Knaves over queens, p.7
Larger Font   Reset Font Size   Smaller Font       Night Mode Off   Night Mode

       Knaves Over Queens, p.7

         Part #26 of Wild Cards series by George R. R. Martin

  Foxworthy stood before the barracks in Kingston upon Thames, the whole edifice looking smaller than he’d seen it last. Then again, he was larger.

  But he had a uniform, the most finely tailored he’d ever owned, and all his pips and bars, saved by his mother and the vicar, the ribbons washed out from whatever disinfecting solution they’d been soaked in. And soldiers saluted anything with enough medals, even a statue.

  ‘I’m here to see Lieutenant Colonel Henshaw,’ Foxworthy said.

  ‘Yes, sir.’ The soldier stared up at him. ‘Is he expecting you, sir?’

  ‘No,’ said Foxworthy. ‘Tell him Brigadier Foxworthy is here to see him. I expect he’ll need time to prepare. Please fetch me when he’s ready.’

  Henshaw’s office looked the same as Foxworthy remembered, if smaller, as did Henshaw. His hair was thinner and his neck fatter, but it was still good old Wally.
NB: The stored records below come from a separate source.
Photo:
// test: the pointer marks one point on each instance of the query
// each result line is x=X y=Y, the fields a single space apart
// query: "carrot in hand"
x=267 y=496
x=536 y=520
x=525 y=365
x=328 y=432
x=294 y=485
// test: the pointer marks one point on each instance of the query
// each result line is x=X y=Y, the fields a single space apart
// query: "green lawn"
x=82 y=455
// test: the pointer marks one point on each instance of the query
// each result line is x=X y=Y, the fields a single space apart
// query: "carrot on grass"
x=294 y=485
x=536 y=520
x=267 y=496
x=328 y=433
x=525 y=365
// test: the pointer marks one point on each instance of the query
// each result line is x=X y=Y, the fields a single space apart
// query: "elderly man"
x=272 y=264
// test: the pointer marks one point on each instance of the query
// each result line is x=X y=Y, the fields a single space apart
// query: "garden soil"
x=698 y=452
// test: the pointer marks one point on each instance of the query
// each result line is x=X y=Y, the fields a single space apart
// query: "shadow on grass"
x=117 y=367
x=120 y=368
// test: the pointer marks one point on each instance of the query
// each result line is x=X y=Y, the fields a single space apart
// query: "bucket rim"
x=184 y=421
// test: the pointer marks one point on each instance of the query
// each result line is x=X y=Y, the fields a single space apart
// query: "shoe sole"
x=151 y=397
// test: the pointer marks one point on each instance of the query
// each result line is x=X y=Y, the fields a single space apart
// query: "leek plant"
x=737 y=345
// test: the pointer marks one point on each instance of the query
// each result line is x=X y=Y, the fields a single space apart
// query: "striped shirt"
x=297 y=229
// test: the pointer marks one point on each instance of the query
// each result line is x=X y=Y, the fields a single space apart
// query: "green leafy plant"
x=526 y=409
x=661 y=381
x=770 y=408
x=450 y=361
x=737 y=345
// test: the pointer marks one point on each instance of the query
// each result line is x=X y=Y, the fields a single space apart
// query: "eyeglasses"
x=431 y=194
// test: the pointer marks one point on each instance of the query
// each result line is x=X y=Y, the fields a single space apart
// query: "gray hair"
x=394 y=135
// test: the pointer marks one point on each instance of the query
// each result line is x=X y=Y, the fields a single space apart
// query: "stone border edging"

Or Sir Wallace Henshaw if one were being formal.

  ‘Good God, Wally, I’m a joker, not a ghost,’ Foxworthy told his frightened friend. ‘And it looks as if I still outrank you, so at ease, soldier, pour yourself some Scotch, and while you’re at it, pour me some too, because I need it even more.’

  Wally, looking both relieved and terrified, fumbled for a crystal decanter, pouring himself a shot which he slugged, then poured two larger glasses. He handed one to Foxworthy, who drank the nectar, feeling the fire flare inside of him upon his more substantial breakfast of charcoal. Wally poured him more, then raised his glass. ‘To your health?’

  Foxworthy chuckled. ‘Cheers.’

  Henshaw sucked at his Scotch, then looked up at Foxworthy. ‘Ken, you were buried …’

  ‘Were you at my funeral?’ Foxworthy sipped his Scotch.

  Wally nodded, then bit his lip. ‘Do you recall that bottle of Warre’s we put by, promised to break open together after the war?’

  Foxworthy did. A rather wonderful old port. Then he recalled the earth that had tasted improbably of port-soaked Stilton. ‘You poured it on my grave, didn’t you?’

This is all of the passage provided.